Belief Systems
Megan McArdle is a conservative economist/blogger with relatively rational climate skepticism (compared to the usual fact proof crackpots and idiots). You can read her post on the possible phytoplankton die-off. My untrustworthy summary: we might be doomed, probably can't do anything about it, but should have a hefty carbon tax.
Of more interest to me was this comment from aka_scoop:
I won't give serious consideration to the arguments of any eco-doom prophet who does not first demonstrate that he has invested all his money in a way that hedges against that which he professes to expect.
The more extreme the predictions, the more extreme the investment must be. If these guys haven't spent all their money on -- I don't know -- oxygen tanks, canned food, firearms and property on very high ground, they should shut up. Because there's no internally consistent way that a person could actually believe such things while spending their lives blogging from costal cities...

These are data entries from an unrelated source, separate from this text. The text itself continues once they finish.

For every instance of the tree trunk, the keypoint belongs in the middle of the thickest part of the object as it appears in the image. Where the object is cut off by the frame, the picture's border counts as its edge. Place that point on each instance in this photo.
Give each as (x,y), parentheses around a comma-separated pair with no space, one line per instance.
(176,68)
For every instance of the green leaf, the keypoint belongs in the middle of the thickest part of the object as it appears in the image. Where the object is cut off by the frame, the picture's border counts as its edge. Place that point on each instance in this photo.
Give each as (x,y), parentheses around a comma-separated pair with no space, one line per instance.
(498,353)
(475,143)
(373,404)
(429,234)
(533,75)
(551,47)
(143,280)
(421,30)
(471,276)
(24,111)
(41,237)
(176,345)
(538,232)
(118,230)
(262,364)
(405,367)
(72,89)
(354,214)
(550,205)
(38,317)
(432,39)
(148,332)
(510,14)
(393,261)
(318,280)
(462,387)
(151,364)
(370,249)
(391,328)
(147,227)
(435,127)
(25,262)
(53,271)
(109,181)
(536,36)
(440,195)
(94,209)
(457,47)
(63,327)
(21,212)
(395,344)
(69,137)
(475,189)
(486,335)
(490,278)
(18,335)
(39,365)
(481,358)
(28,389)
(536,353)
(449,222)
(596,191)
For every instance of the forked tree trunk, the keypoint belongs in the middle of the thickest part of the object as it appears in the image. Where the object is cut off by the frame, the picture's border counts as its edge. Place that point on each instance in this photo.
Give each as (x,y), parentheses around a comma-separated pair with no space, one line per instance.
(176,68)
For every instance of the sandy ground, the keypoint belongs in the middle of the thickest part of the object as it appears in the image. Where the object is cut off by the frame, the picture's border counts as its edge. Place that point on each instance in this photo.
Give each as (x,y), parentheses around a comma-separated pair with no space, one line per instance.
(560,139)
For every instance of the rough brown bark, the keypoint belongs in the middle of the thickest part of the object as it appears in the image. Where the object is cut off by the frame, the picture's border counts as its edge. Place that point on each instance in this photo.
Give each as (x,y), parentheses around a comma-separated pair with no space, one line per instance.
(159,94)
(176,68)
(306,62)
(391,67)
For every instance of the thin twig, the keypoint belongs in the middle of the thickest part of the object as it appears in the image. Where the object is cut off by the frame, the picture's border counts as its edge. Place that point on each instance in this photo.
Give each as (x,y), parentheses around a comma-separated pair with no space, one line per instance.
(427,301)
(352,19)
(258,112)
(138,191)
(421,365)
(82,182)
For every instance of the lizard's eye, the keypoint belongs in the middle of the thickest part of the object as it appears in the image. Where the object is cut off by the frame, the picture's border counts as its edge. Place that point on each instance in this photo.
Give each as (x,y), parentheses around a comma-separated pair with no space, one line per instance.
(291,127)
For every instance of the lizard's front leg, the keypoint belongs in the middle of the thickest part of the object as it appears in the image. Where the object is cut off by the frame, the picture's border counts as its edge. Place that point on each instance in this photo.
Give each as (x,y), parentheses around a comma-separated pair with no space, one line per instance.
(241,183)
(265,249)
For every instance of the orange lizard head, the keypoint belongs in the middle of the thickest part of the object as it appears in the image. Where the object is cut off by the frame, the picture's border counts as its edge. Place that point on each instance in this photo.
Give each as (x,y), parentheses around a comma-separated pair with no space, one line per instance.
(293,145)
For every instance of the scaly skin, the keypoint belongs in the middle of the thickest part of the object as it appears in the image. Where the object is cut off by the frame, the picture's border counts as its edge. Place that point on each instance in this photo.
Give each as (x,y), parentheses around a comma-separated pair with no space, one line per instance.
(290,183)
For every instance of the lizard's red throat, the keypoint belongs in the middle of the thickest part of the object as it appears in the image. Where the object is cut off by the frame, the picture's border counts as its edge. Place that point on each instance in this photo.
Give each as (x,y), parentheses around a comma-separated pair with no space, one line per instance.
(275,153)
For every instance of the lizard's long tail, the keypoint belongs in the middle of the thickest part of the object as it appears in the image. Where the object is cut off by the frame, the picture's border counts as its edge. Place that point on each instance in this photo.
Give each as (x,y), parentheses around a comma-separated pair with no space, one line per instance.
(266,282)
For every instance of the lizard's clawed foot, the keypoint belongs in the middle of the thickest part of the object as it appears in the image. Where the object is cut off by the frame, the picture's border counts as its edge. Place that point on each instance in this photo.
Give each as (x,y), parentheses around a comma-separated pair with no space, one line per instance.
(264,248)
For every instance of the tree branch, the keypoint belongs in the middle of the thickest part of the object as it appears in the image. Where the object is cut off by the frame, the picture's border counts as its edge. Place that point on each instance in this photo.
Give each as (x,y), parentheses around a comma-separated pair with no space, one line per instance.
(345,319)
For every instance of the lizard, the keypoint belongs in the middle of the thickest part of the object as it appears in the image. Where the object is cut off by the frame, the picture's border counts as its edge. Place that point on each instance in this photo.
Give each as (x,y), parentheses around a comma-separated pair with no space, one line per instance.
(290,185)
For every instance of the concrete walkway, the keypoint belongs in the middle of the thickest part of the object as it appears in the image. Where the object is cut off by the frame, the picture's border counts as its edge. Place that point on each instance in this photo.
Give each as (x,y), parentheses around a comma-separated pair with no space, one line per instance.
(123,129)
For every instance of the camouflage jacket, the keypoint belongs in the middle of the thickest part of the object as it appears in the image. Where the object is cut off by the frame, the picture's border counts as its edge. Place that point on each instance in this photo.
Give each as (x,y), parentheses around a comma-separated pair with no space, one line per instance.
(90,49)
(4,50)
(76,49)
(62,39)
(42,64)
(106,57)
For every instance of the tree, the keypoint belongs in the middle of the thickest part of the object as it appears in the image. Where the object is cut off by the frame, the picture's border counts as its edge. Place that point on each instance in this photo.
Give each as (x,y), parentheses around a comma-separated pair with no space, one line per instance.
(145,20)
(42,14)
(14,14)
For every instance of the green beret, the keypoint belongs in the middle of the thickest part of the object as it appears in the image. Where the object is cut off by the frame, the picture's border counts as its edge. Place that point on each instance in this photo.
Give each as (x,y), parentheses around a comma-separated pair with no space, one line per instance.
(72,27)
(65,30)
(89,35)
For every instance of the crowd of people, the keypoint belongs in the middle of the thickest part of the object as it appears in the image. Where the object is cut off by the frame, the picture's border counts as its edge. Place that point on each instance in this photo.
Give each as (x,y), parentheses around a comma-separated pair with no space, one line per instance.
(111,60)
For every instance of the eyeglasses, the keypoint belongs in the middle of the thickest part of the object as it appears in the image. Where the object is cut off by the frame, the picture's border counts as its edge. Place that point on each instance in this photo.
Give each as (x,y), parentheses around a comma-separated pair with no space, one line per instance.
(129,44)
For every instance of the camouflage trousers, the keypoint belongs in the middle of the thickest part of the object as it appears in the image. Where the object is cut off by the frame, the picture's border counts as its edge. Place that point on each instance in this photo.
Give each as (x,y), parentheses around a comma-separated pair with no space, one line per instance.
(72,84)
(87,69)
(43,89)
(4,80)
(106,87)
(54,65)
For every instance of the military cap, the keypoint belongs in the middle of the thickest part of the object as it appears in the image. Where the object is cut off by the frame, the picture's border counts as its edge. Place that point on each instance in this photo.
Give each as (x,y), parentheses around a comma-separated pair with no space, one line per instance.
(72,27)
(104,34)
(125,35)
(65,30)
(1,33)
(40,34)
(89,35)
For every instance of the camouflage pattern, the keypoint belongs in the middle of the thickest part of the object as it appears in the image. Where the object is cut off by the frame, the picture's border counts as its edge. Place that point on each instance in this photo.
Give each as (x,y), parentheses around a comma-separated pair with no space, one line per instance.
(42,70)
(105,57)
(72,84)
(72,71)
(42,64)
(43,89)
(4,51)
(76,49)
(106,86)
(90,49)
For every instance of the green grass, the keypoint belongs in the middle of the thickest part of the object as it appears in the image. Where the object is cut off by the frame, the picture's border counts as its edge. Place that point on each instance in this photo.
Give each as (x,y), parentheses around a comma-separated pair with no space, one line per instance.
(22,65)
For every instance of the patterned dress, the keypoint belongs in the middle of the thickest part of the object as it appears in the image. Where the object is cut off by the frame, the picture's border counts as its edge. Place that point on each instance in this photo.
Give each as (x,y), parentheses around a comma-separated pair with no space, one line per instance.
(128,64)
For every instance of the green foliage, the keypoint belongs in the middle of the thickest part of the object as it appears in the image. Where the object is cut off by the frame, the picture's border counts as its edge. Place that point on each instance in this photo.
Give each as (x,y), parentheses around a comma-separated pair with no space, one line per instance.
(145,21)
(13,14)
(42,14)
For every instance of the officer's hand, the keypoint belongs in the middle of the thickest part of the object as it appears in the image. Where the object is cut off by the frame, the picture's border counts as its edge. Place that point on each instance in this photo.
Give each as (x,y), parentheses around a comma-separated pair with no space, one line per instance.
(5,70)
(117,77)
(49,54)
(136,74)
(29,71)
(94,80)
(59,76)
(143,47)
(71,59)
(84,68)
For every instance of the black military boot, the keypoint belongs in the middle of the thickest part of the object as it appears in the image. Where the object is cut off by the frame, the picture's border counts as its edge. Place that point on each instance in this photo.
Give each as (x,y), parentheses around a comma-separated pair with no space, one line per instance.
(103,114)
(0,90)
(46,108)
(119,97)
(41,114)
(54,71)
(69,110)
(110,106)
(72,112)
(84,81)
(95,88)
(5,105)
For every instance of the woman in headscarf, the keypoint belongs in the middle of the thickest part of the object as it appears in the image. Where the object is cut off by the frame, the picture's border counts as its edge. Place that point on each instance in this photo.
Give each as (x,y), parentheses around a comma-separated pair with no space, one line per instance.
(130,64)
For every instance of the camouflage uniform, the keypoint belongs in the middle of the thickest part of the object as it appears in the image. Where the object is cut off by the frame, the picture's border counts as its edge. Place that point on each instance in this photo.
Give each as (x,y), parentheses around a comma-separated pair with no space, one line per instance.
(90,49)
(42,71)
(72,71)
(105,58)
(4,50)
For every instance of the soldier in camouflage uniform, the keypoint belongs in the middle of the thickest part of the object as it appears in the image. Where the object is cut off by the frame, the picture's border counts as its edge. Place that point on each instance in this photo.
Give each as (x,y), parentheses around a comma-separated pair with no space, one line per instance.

I think that this post very well epitomises the error of logic implicit in the idea that idividual action can create a sensible response to a predicted long term catastrophe. What's my logical "hedge" against world wide eco-catastrophe likely to collapse ecosystems fifty or seventy-years from now, given that I'm already in medicare generation? I won't be alive but my children, and hopefully future grandchildren, could be, so I should invest in trying to persuade the world to avoid the catastrophe. I won't be moving to Vaanuatu, but ought to be secure against sea-level rise here at 3900 feet above sea-level. As far as near term warming, it makes sense to invest in air conditioning - a technology that unfortunatelythreatens to make global warming worse. That's the problem - individuals, trying to optimize their personal results, collectively destroy the ecosystem upon which we all depend.
This scenario has played out again and again in human history, but never before on a global scale. The best way to hedge against the catastrophe is to keep whacking the knuckleheads between the eyes and hope that enough of them finally get a clue.